White House Steps In to Get Medicine

     PRESCOTT, Ariz. (CN) - A Hopi Indian with a rare blood disease claims in court that the Indian Health Service's delays threatened her life and saddled her with nearly $400,000 in debt for medications she needs to live.
     Cecilia Shortman, a resident of the Hopi reservation in northeast Arizona, claims in Federal Court that Indian Health Service (IHS) sat on her request for coverage from July to September 2012.
     Without insurance, the medication Shortman needs to treat her congenital blood disease costs $128,880 per month, she says.
     The IHS processed her claim only after the Obama administration stepped in after several life-threatening months of delay, she claims.
     "On September 27, 2012, Cecilia decided to try a last ditch effort to contact the staff within President Barak Obama's administration for help," the complaint states.
     "Representatives from the White House contacted IHS on September 27, 2012 to address Cecilia's plea for medicine.
     "That same day, IHS completed the eligibility review process and determined that Cecilia was in fact eligible for the medicine that she needed to keep her rare blood disorder in check."
     Meanwhile, the Hopi Grant School and Walgreens had advanced Shortman the cost of the medication for three months. Now she's $386,640 in debt.

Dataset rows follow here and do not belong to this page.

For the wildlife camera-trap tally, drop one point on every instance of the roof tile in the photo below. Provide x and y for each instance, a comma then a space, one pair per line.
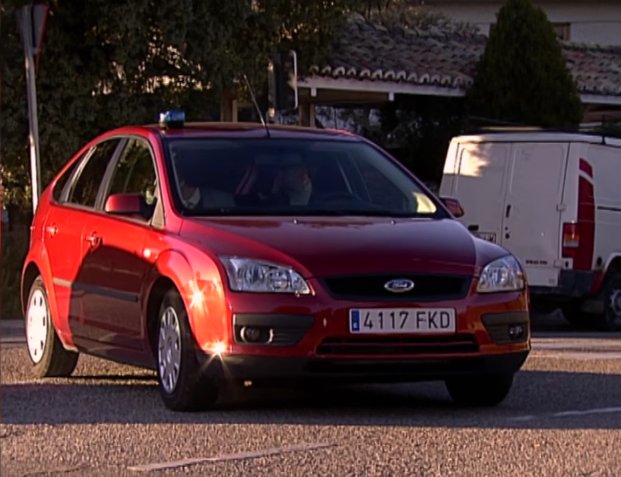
447, 58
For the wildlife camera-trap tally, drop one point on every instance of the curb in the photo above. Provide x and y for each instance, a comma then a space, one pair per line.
12, 331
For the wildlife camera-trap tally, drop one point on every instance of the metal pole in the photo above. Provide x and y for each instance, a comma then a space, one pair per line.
33, 137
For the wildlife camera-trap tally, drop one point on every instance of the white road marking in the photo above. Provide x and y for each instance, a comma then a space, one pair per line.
230, 457
603, 410
585, 412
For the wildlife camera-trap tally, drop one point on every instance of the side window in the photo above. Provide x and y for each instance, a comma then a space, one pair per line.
62, 182
135, 172
85, 189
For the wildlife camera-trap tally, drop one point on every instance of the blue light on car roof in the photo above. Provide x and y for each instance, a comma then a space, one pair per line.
172, 119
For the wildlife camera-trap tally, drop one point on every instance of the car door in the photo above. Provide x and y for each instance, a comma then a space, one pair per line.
114, 266
62, 232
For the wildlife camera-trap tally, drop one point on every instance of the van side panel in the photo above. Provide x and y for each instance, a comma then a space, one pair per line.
606, 163
531, 219
475, 173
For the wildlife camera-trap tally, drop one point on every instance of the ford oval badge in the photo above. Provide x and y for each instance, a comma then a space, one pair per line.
399, 285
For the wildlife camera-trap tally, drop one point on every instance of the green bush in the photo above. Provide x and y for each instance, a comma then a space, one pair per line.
522, 76
14, 249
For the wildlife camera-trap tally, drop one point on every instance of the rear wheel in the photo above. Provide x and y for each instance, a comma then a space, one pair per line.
485, 390
49, 357
183, 385
610, 319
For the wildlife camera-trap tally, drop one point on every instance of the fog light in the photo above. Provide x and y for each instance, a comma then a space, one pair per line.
516, 332
253, 334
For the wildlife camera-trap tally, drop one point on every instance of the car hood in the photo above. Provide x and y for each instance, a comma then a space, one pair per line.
337, 246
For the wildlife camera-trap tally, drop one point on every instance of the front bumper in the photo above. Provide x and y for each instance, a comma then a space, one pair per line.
364, 370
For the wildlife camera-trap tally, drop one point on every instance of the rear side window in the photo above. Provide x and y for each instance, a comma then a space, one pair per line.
135, 171
85, 189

     "IHS failed to make a timely decision with regard to Cecilia's medical treatment in part because IHS was concerned about the cost of the medicine she needed," Shortman says. "IHS has never provided any written explanation of Cecilia's eligibility determination, any explanation of the scope of the approval, any explanation of her appeal rights, or any explanation of the delay in approving her Medicine."

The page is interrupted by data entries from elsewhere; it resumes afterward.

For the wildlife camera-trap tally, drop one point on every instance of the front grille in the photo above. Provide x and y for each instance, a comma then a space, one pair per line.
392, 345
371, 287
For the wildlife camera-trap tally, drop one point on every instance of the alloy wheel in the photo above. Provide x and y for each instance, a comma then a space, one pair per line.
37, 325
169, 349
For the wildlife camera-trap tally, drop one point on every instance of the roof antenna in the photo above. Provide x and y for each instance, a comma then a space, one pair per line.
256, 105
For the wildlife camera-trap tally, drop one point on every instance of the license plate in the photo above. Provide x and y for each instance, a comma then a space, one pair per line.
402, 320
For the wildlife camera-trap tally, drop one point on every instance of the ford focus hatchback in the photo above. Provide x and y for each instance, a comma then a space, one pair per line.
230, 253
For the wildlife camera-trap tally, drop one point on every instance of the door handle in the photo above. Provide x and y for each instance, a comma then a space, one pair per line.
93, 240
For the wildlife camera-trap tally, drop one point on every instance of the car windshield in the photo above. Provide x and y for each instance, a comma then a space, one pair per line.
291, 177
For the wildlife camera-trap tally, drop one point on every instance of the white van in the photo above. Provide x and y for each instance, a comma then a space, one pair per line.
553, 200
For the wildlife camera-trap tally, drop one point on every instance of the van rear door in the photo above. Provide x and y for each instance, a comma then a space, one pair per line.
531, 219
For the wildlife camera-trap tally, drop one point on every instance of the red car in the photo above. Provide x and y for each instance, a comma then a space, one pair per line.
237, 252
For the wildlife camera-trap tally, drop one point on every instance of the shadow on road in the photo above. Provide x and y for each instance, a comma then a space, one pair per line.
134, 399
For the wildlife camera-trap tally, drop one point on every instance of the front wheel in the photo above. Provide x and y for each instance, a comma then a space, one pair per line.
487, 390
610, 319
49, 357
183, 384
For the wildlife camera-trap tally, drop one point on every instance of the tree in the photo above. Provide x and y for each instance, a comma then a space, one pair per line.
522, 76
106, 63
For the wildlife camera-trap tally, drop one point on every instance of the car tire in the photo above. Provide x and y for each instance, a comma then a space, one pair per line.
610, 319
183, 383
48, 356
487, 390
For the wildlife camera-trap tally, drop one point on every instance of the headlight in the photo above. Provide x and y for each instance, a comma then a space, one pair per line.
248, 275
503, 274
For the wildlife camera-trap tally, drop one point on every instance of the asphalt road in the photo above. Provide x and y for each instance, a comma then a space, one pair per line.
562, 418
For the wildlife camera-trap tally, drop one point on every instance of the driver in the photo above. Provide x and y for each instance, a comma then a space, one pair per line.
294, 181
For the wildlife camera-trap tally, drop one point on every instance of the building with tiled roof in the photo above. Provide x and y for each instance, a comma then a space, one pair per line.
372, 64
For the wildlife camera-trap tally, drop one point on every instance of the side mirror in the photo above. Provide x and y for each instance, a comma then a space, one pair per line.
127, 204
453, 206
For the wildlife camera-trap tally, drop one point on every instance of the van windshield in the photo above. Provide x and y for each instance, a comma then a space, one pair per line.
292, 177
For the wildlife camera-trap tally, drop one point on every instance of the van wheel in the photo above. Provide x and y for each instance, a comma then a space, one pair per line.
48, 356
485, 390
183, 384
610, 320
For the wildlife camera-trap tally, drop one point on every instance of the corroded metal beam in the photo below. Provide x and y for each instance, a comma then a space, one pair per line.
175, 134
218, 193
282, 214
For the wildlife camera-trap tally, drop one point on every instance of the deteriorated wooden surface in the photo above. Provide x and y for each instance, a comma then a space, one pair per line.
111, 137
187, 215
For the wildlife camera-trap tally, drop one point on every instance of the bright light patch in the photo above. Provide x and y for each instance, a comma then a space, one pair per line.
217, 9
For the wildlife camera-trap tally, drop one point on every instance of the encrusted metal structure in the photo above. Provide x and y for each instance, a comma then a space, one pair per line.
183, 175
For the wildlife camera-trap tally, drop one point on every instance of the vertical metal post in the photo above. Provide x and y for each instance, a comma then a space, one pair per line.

     Walgreens and the school have "agreed to postpone but not forgive collection efforts against Cecilia to repay the advances they made, pending her efforts to secure reimbursement from IHS," Shortman says.
     IHS has failed to respond to any of her requests.

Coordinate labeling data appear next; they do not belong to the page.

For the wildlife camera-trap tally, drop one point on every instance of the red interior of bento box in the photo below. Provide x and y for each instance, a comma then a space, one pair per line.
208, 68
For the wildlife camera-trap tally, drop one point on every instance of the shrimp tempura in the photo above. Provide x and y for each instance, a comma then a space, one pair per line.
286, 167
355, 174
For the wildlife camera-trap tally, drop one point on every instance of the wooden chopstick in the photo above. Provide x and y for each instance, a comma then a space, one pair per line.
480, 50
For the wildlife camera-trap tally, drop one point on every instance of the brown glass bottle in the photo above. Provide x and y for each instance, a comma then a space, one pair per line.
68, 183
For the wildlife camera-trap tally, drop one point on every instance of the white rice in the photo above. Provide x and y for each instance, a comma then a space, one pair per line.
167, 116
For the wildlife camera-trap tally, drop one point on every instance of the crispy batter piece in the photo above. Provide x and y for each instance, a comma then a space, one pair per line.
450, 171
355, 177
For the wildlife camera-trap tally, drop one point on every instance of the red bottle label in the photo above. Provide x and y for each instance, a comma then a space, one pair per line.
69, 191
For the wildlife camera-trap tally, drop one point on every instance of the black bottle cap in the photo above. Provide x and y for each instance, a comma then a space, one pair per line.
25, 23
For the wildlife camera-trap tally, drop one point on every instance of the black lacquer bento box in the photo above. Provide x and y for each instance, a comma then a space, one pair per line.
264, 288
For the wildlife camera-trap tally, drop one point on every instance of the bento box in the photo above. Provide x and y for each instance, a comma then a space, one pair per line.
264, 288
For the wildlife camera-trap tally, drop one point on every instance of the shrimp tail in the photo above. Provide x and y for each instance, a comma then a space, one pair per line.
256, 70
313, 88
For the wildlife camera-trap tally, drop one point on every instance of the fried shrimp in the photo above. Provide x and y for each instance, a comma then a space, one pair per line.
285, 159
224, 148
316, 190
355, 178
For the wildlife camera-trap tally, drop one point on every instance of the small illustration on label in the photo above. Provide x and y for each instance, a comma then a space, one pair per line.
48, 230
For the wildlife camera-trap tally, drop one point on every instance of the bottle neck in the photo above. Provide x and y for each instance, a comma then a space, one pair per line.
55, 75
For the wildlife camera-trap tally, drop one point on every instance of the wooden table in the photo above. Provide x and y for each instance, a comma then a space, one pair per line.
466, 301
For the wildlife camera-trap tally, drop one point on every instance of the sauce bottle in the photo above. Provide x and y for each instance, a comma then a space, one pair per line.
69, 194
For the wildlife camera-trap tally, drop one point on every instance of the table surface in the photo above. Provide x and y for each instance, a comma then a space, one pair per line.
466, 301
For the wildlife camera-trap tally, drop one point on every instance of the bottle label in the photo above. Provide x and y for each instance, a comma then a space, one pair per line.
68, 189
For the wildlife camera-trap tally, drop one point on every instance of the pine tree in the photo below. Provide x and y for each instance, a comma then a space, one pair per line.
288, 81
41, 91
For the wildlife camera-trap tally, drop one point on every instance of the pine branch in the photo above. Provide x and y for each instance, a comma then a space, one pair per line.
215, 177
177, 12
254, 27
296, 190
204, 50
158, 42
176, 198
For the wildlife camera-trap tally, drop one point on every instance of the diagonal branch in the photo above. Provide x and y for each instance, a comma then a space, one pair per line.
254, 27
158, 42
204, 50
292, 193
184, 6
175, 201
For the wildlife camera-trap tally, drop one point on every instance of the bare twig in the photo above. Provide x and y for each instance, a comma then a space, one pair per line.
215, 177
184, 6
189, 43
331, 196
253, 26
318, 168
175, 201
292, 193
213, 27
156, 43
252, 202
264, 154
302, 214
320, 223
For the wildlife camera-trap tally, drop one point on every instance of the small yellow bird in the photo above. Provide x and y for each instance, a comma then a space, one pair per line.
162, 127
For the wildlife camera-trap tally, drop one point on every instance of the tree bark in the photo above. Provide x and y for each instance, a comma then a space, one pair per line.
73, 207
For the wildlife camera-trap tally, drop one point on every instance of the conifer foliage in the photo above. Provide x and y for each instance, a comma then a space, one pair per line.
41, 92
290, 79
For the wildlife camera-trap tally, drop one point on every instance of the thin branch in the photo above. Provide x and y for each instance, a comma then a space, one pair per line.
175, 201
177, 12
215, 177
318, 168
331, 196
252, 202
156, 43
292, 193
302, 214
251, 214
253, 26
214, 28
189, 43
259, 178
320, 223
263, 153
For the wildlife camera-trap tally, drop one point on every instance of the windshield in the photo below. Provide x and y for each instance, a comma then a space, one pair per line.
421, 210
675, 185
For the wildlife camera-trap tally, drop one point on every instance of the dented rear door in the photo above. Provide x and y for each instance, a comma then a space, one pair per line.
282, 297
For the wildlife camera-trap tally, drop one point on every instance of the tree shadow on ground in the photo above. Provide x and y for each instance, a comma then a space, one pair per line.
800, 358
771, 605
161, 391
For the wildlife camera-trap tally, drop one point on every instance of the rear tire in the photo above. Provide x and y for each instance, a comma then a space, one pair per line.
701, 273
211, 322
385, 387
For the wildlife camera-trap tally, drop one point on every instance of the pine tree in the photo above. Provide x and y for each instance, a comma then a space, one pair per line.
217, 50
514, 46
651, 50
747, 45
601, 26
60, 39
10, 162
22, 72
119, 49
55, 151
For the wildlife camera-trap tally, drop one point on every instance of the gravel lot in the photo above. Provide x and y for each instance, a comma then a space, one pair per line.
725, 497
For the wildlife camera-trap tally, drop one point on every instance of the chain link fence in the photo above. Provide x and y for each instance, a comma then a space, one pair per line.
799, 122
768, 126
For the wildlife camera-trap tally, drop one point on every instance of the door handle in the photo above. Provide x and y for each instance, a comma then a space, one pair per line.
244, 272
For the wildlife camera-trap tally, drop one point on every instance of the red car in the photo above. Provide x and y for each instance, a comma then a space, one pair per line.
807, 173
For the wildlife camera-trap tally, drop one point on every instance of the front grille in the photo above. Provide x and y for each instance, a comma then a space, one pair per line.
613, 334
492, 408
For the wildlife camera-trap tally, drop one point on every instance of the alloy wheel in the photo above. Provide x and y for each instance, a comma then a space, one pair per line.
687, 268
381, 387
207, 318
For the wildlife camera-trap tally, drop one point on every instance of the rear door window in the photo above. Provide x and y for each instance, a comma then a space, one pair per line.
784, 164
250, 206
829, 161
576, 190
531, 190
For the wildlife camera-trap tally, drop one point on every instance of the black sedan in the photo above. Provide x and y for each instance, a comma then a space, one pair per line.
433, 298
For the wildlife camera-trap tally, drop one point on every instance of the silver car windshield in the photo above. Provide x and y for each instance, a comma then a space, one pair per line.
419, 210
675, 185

     "Cecilia asserts IHS was negligent in the processing of her application for care, and that the delays caused by that negligence forced Cecilia into a choice between death or massive personal debt of $386,640.00 to secure the medicine she needed to survive," the complaint states.
     Shortman sued IHS Acting Director Yvette Roubideaux and others, alleging negligence, breach of trust and unjust enrichment. She seeks damages equal to her debt and a "declaration regarding Cecilia's current and future rights to IHS benefits for the medicine and care at issue."
     She is represented by Robert Yoder of Yoder & Langford in Phoenix.